Jake surprised me. He walked ahead toward that frightening manifestation of the unknown, holding the little statuette before him like a sword, his ugly face rapt in some listening beyond me. As the little statue crossed the line, he sang out:

"Listen, Goddess of the Golden forces, listen and heed! We come from afar to pay our worship, to give to you our devotion, and we are met with this wall of death! Is that the way you greet your friends?"

Jake waved the statuette in a circular motion, then crossed the circle twice with the waving gold. He stood there, his crossed eyes darting here and there along the line of force, and after a long minute, after a time that seemed filled with a distant chuckling, like thunder too far off to be heard clearly—the lift and fall of the dust on the baffled wind stopped, the strict line of the wind's stoppage began to disappear, the line of demarcation was gone!

Jake reached out an arm, feeling cautiously for the invisible wall, and after a minute, his face lightened from its habitual gloom, he stepped across the line, and did not stagger and fall as had the horse. The wall was gone! Jake turned, said calmly:

"Come on, our friends have decided to let us in."

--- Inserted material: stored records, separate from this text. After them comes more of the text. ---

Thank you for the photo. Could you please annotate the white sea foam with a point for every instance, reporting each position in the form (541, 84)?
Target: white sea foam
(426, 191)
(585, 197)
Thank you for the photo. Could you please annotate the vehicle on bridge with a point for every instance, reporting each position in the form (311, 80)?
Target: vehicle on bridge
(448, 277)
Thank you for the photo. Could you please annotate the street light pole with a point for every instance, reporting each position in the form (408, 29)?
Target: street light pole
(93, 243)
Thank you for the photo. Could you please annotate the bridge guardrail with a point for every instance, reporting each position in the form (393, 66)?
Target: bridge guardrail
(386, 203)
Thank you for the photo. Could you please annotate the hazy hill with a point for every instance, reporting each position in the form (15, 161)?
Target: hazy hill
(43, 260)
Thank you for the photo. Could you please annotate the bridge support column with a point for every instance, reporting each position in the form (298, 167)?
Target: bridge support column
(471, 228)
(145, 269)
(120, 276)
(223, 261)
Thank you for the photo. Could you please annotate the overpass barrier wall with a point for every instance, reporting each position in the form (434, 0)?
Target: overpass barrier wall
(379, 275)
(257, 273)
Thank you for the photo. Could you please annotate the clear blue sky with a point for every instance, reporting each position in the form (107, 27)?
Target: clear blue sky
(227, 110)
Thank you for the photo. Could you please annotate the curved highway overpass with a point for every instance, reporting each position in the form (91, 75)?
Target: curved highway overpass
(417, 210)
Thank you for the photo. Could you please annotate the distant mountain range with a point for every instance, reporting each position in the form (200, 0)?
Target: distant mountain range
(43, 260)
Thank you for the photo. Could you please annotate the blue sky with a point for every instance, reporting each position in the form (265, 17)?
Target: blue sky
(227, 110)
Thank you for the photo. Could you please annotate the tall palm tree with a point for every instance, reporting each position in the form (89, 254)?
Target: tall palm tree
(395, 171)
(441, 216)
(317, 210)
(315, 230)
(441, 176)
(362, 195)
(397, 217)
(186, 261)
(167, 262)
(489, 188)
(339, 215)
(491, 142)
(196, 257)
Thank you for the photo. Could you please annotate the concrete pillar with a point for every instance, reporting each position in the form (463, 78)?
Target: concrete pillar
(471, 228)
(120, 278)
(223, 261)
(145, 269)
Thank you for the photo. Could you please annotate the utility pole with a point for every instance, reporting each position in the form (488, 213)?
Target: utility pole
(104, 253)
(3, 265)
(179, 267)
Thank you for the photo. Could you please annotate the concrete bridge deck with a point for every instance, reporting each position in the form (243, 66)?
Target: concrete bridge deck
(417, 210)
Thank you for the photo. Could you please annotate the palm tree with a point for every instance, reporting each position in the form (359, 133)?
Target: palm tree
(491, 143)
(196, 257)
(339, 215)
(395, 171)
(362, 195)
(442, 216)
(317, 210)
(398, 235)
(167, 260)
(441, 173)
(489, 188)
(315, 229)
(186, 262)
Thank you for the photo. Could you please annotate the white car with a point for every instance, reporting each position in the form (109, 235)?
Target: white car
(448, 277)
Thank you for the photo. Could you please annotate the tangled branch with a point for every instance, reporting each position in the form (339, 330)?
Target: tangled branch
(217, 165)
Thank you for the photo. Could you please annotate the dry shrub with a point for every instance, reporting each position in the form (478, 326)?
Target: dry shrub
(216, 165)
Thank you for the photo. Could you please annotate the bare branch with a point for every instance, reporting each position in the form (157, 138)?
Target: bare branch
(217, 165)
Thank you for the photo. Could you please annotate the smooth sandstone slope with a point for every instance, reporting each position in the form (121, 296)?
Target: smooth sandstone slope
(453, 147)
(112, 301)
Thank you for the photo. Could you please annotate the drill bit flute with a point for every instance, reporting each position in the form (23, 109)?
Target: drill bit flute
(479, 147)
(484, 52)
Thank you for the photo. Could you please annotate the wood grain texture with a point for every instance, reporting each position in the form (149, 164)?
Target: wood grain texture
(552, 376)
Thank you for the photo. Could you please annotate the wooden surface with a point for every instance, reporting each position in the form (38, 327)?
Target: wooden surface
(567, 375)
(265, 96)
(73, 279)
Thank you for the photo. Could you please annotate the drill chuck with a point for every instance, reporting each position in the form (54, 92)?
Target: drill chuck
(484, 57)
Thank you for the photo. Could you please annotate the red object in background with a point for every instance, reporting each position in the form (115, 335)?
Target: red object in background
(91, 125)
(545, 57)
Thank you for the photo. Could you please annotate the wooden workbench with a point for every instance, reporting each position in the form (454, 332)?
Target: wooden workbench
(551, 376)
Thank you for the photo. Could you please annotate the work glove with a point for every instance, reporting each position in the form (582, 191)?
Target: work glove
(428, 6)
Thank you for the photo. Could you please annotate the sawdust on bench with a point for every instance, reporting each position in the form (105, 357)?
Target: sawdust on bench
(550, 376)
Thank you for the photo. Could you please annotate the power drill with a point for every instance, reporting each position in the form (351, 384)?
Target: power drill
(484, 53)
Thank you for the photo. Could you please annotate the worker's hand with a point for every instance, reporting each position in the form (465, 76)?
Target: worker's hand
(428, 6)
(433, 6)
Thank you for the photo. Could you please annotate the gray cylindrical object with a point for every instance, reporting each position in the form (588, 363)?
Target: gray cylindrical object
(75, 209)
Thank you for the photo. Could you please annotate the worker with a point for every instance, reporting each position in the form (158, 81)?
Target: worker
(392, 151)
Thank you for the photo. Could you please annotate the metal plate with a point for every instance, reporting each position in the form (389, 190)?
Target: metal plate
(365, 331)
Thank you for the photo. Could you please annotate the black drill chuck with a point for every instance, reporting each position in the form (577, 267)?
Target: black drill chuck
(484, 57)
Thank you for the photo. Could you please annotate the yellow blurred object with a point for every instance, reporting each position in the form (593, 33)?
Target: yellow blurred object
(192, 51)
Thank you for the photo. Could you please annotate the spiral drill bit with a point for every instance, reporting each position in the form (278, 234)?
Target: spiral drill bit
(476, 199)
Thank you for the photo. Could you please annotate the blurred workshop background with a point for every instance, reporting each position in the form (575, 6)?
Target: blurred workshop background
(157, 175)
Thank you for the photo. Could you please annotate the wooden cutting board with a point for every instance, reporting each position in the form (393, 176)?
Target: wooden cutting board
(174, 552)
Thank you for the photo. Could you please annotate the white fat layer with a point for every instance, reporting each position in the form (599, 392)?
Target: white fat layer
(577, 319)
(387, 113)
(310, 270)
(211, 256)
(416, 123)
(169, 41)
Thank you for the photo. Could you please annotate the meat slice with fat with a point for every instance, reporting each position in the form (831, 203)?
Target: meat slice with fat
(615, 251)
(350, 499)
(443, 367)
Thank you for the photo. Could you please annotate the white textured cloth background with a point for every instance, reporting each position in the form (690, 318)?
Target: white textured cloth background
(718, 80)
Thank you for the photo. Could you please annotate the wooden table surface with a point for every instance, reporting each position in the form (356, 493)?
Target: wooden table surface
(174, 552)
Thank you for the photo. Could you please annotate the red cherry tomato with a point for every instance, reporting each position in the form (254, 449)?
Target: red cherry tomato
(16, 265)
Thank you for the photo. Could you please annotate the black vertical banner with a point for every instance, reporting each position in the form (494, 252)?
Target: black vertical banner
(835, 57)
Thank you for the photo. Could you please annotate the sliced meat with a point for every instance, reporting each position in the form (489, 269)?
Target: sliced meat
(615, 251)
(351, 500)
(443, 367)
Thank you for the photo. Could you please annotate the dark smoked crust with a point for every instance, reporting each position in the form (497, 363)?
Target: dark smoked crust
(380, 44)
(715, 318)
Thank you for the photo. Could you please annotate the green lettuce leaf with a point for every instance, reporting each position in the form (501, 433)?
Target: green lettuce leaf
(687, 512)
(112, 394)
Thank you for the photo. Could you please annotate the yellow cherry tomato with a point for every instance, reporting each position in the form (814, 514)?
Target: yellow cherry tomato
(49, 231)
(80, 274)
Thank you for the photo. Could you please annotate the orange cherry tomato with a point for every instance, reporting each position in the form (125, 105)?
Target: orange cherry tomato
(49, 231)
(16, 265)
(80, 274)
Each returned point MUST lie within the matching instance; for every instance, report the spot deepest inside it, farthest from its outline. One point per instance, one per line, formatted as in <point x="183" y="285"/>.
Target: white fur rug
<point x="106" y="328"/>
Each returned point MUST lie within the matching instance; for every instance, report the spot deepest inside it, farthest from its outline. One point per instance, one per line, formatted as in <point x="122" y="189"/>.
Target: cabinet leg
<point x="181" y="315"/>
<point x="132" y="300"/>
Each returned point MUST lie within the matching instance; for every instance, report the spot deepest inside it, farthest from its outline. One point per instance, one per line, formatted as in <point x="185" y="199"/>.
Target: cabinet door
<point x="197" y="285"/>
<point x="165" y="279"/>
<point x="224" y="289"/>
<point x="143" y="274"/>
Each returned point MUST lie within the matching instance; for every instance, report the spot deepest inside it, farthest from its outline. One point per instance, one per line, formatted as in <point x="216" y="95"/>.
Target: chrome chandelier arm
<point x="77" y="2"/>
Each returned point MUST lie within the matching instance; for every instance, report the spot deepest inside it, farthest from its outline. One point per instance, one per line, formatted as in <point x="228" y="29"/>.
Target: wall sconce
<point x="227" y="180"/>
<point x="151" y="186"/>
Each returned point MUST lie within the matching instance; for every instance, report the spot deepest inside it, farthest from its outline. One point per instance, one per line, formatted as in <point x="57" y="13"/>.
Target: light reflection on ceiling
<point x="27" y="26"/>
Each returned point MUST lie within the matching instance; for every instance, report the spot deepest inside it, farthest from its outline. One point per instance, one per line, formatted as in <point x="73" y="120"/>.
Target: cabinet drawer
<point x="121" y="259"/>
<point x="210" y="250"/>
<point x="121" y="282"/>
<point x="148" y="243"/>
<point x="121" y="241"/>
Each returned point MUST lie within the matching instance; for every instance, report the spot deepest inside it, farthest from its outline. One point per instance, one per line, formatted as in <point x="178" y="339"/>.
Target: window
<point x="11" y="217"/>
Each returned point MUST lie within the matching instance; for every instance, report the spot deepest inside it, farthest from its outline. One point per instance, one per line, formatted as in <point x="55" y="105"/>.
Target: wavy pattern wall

My mind in a whirl at the unexpected display of knowledge beyond me, of forces beyond the power of any rifle bullet to overcome, of strange hidden things here—I stepped across the line, keeping close to the tracks left by Jake's big feet. Polter and Noldi followed and the horses plodded after. We trudged on, but not the same. We were afraid, and we were conscious of a vast ignorance, of a fear that we did not belong here, that the only wise thing for us to do was to turn back and give up this Jake Barto and his cross eyes and his mumbo jumbo statue to his own doom.

At least that's the way I felt, but something stronger than curiosity drew me on. I wanted to know why I was so drawn when reason kept demanding I give up this quest. I wanted to know why a golden statue pointed always to one point on the horizon, and why that wall of force had obeyed Jake's injunction to go away. Or was I unable to think, really? Was I shocked out of my ability to reason and act on my reason's dictates?

Ahead, as the trail dipped low, a vast panorama of valley and hill and hollow, of eerie rocky spires, lay outspread. Here and there were cultivated fields, and figures at work on the fields. In the distance shone a stream. It flowed meandering into a wide lake. There were two villages, not clear in the haze. At the distant lake, some kind of larger structure lifted tall towers, shining with prismatic glitter, a city of strange appearance.